The term “sunny side up” describes the Occiput Posterior (OP) fetal presentation. This occurs when the baby is head-down, but the back of the head faces the mother’s abdomen instead of the ideal position, which is facing the mother’s spine. While many babies turn spontaneously, the OP position can complicate labor by increasing the length of contractions and pushing time. Understanding the OP position and applying specific strategies can help the baby rotate into a more favorable alignment.
Understanding Occiput Posterior Position
Occiput Posterior (OP) means the baby’s head is positioned toward the mother’s back, causing the baby to face forward. The optimal position, Occiput Anterior, involves the baby facing the mother’s spine, which allows the smallest diameter of the head to engage the pelvis. When the baby remains OP, the largest part of the head attempts to fit through the pelvic inlet, leading to inefficient descent and rotation.
This presentation is a common cause of “back labor,” where the baby’s skull presses against the mother’s sacrum, causing intense low back pain. Labor often becomes prolonged, and the pushing stage may take longer than expected. Persistent OP position increases the likelihood of requiring an instrumental delivery or a Cesarean section if the baby fails to rotate.

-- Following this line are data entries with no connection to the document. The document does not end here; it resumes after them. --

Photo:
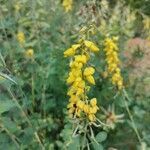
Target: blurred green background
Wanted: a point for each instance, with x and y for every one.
(33, 99)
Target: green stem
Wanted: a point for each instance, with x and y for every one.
(13, 138)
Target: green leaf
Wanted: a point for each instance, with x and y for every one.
(97, 146)
(6, 106)
(101, 136)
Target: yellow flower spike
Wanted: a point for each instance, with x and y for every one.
(93, 102)
(80, 104)
(67, 5)
(78, 77)
(29, 53)
(75, 46)
(21, 37)
(91, 117)
(91, 46)
(73, 99)
(81, 58)
(88, 71)
(90, 79)
(69, 52)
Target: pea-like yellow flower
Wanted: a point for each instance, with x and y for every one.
(29, 53)
(78, 78)
(93, 102)
(91, 46)
(21, 37)
(67, 5)
(89, 71)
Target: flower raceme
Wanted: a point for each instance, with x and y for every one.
(80, 78)
(112, 60)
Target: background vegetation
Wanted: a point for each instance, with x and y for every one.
(33, 99)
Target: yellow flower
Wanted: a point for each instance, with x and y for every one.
(67, 5)
(93, 102)
(71, 51)
(29, 53)
(90, 79)
(80, 104)
(91, 46)
(93, 110)
(91, 117)
(21, 37)
(89, 71)
(81, 58)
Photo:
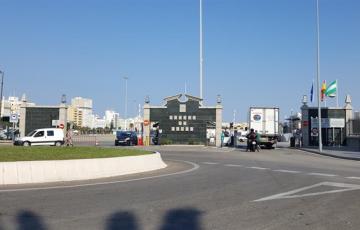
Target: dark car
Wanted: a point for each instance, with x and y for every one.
(126, 138)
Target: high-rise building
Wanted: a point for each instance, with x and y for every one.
(12, 105)
(80, 112)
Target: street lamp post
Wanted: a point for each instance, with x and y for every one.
(1, 93)
(201, 52)
(126, 79)
(318, 74)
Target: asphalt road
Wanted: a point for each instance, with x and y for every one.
(203, 188)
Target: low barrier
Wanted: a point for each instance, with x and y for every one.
(25, 172)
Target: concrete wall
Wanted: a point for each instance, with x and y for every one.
(25, 172)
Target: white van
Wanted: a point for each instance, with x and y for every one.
(49, 136)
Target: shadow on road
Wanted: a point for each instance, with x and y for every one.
(122, 220)
(179, 219)
(175, 219)
(28, 220)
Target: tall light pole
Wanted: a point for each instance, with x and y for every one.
(318, 74)
(1, 93)
(201, 53)
(126, 78)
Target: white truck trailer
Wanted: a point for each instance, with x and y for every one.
(265, 120)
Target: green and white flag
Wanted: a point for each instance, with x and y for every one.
(331, 89)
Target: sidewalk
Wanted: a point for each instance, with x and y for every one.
(336, 152)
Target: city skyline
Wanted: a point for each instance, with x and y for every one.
(259, 50)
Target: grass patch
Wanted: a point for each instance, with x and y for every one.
(13, 153)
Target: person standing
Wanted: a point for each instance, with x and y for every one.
(257, 141)
(68, 137)
(222, 138)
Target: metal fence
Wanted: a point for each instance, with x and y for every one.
(354, 127)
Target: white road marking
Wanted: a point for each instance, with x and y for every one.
(210, 163)
(231, 165)
(195, 167)
(258, 168)
(286, 171)
(288, 195)
(322, 174)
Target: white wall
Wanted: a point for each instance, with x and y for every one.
(25, 172)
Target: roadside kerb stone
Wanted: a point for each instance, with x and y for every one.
(26, 172)
(324, 153)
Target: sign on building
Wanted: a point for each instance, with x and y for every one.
(14, 118)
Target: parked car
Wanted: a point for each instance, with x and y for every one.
(49, 136)
(241, 136)
(126, 138)
(7, 134)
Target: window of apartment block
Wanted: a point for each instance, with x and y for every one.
(182, 108)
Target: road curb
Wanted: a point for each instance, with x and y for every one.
(328, 154)
(29, 172)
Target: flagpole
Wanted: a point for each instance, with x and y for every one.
(337, 94)
(318, 74)
(201, 52)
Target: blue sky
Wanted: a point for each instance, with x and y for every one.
(256, 52)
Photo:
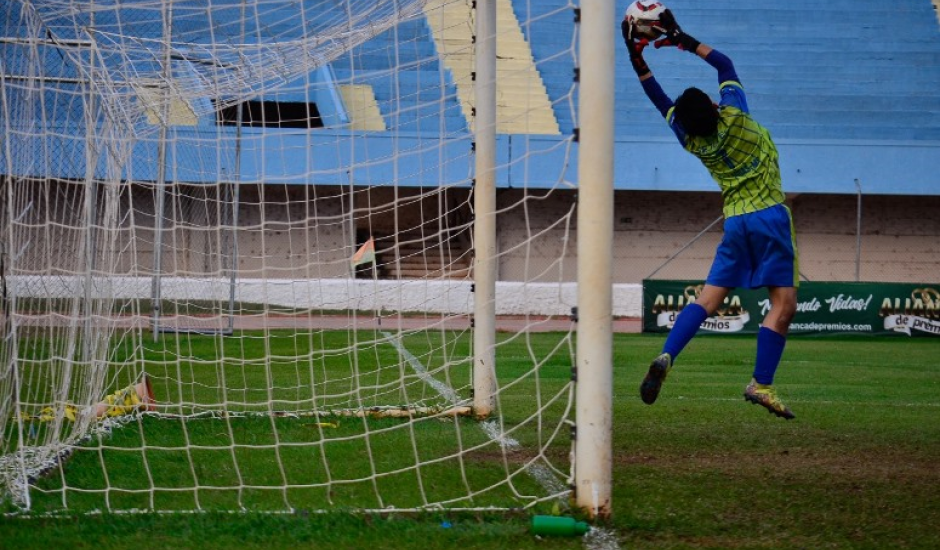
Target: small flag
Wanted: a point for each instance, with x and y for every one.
(365, 254)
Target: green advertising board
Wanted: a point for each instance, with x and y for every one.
(823, 308)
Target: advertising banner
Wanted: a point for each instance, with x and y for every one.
(823, 308)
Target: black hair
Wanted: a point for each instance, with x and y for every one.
(696, 113)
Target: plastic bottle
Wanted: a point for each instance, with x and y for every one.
(558, 526)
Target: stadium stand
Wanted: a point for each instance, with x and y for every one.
(835, 87)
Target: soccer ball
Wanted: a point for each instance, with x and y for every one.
(644, 15)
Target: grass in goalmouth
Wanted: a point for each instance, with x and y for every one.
(701, 468)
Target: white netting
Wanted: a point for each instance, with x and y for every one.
(184, 186)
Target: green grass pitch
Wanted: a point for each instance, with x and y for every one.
(857, 468)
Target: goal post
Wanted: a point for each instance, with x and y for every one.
(319, 254)
(593, 458)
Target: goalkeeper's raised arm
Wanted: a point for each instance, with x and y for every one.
(673, 35)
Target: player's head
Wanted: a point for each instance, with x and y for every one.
(696, 113)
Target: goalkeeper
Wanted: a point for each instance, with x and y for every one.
(758, 248)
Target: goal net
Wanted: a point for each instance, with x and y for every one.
(238, 256)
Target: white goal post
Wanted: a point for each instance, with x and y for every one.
(254, 255)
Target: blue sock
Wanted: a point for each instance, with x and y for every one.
(687, 323)
(770, 346)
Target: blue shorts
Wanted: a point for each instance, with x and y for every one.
(758, 249)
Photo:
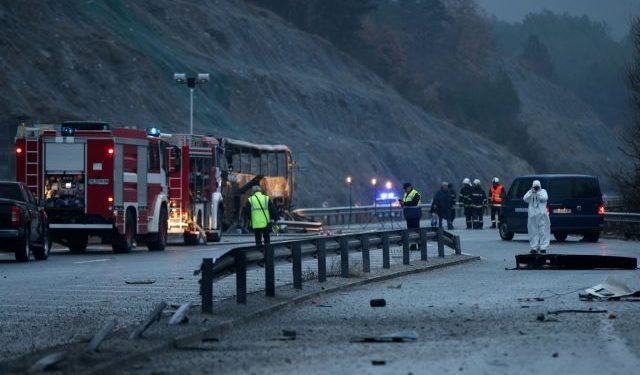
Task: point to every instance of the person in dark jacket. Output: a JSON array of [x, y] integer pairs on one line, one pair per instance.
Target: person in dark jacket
[[465, 200], [441, 204], [452, 198], [478, 201]]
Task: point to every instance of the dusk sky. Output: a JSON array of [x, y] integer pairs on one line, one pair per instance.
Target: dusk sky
[[616, 13]]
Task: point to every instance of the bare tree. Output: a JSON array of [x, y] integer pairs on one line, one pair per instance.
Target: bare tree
[[629, 179]]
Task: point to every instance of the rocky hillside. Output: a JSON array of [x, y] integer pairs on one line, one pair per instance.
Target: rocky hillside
[[271, 83], [571, 137]]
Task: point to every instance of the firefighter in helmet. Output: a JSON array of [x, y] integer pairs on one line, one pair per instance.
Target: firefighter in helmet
[[261, 214], [478, 201], [465, 200], [497, 195]]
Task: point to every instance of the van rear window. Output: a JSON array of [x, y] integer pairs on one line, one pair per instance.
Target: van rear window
[[573, 188]]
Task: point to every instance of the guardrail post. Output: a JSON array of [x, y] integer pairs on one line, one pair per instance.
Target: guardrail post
[[241, 276], [296, 255], [406, 258], [456, 245], [364, 243], [344, 256], [321, 244], [386, 263], [423, 244], [440, 242], [269, 271], [206, 285]]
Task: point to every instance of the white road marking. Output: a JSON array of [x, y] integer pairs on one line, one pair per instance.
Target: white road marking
[[91, 261]]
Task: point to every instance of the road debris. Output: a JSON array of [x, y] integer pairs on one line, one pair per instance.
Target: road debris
[[574, 262], [155, 315], [101, 335], [139, 282], [400, 336], [590, 311], [287, 335], [610, 289], [180, 316], [47, 362]]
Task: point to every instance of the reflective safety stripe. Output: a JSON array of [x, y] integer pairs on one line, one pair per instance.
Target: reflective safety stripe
[[259, 210], [496, 194], [408, 197]]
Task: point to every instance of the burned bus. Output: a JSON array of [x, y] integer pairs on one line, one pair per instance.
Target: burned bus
[[246, 164]]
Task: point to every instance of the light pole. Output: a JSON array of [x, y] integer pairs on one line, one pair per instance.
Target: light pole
[[191, 82], [350, 201]]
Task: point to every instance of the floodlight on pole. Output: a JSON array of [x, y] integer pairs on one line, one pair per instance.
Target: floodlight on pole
[[191, 82]]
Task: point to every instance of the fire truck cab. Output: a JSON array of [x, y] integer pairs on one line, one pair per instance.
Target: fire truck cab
[[95, 180], [195, 199]]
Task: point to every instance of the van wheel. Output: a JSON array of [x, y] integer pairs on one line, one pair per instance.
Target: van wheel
[[560, 237], [159, 241], [190, 239], [23, 248], [78, 243], [505, 233], [125, 243], [592, 236]]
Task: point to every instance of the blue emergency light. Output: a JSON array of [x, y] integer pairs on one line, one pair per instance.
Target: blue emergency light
[[67, 131]]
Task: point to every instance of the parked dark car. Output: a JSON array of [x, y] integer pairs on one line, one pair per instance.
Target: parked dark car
[[24, 228], [575, 206]]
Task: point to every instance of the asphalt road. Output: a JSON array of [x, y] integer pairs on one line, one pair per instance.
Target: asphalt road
[[468, 319], [68, 296]]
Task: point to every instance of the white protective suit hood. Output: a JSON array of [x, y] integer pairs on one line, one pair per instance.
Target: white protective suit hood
[[538, 223]]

Techniques for Encouraging Rotation Before Labor
Before active labor, techniques can be used during the third trimester to encourage the baby to shift. The goal of these movements is to create more space in the pelvis and soften surrounding ligaments. Regularly adopting a hands-and-knees position, often called “all fours,” uses gravity to gently encourage the baby’s back to swing forward toward the mother’s abdomen.

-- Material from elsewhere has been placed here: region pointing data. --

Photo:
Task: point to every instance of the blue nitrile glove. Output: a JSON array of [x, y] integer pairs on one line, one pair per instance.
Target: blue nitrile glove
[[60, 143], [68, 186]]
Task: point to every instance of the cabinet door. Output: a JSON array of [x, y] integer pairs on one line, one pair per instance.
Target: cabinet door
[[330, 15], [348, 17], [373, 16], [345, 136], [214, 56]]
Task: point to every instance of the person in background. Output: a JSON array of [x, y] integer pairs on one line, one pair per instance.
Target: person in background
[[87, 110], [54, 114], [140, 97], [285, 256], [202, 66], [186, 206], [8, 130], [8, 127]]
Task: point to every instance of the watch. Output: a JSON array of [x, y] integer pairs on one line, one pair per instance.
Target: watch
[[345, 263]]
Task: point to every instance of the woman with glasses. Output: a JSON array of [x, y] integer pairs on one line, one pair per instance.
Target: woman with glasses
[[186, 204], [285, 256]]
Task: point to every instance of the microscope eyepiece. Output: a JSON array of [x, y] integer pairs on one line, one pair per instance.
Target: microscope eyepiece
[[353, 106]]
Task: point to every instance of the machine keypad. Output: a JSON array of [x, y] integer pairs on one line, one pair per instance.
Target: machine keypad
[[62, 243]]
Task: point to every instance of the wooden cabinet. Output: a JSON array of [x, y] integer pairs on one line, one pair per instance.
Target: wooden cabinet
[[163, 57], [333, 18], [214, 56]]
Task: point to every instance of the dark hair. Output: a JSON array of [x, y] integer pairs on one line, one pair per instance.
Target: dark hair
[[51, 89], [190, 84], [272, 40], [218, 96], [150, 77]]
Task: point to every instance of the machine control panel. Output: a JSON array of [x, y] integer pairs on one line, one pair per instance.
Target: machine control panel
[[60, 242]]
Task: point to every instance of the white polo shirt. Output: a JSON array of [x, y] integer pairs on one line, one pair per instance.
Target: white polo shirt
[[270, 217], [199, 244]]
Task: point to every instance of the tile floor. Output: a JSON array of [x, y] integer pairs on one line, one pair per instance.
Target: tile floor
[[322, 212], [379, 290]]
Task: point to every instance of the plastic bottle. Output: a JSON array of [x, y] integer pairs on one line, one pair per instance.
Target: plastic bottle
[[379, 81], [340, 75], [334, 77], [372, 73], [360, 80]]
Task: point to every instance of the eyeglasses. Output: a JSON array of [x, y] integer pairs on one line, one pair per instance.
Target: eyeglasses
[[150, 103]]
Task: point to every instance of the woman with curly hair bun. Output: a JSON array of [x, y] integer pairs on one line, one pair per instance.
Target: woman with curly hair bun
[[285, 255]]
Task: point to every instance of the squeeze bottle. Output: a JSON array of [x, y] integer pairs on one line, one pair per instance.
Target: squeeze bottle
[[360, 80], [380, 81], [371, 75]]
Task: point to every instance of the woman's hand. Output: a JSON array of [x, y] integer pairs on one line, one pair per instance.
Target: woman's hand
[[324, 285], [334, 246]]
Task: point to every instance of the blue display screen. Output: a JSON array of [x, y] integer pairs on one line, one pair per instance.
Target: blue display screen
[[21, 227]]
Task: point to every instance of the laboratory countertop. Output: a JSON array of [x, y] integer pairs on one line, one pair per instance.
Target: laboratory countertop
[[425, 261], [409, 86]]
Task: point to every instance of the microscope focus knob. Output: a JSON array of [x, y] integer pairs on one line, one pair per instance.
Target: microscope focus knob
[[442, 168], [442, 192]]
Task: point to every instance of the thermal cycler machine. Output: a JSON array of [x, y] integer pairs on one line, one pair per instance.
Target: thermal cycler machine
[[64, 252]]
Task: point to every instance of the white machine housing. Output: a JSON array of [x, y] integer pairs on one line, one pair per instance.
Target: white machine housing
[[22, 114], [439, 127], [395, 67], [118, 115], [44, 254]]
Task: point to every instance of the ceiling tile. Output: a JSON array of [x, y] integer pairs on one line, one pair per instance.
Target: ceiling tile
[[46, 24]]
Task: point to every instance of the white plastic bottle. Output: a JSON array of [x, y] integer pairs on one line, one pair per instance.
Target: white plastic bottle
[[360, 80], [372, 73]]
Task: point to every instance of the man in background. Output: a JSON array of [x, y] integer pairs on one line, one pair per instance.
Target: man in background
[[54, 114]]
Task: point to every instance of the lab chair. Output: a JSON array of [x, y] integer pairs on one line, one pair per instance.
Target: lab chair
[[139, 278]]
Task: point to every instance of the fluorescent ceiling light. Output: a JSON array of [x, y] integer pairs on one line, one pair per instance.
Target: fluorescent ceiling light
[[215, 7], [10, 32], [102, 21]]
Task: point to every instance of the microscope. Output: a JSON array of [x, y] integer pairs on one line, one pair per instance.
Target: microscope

Avoiding deep recline is important, as slouching or sitting with the knees higher than the hips can inadvertently encourage the baby to settle into the posterior position. Instead, sit upright with the hips elevated above the knees to help tilt the pelvis forward.
Forward-leaning inversions are a specific technique where the mother briefly positions her head lower than her hips. This uses gravity to temporarily move the baby up and away from the pelvis, giving them space to reorient. This should be done only for short periods, such as three full breaths, and should be discussed with a healthcare provider. Gentle pelvic tilts while on hands and knees can also help align the pelvis, making the space more accommodating for rotation.
Positional Strategies During Active Labor
Once active labor starts, positional changes utilize contractions and gravity to achieve rotation. Frequent movement is encouraged, as staying active promotes the spontaneous rotation that occurs in most OP cases. Positions that involve leaning forward, such as draping the upper body over a birth ball or the back of a chair, help open the pelvic inlet and encourage the baby to move.
The knee-chest position or a modified semi-prone side-lying position is often recommended during contractions to encourage a shift away from the posterior alignment. Lying on one side with the top leg draped over a peanut ball helps open one side of the pelvis, allowing the baby’s head to move into a better angle. Sustained forward lunges can also be used during a contraction to change the shape of the pelvic outlet and create room for rotation and descent. Upright and forward-leaning positions can increase the rate of spontaneous rotation and vaginal delivery while reducing the duration of active labor.
When Professional Intervention is Needed
If the OP position persists despite positional efforts, medical professionals may intervene to ensure a safe delivery. If a baby remains posterior during the second stage of labor, a provider may attempt a manual rotation. This procedure involves the obstetrician or midwife inserting a hand into the vagina and gently turning the baby’s head to the anterior position.
A period of expectant management is often allowed, as some babies spontaneously rotate even late in the second stage of labor. However, if labor stalls or the position cannot be corrected, assisted delivery may be necessary. This involves using vacuum extraction or forceps to guide the baby through the birth canal. If the baby remains persistently posterior and unengaged, or if there is concern for maternal or fetal distress, a Cesarean section becomes the safest delivery method.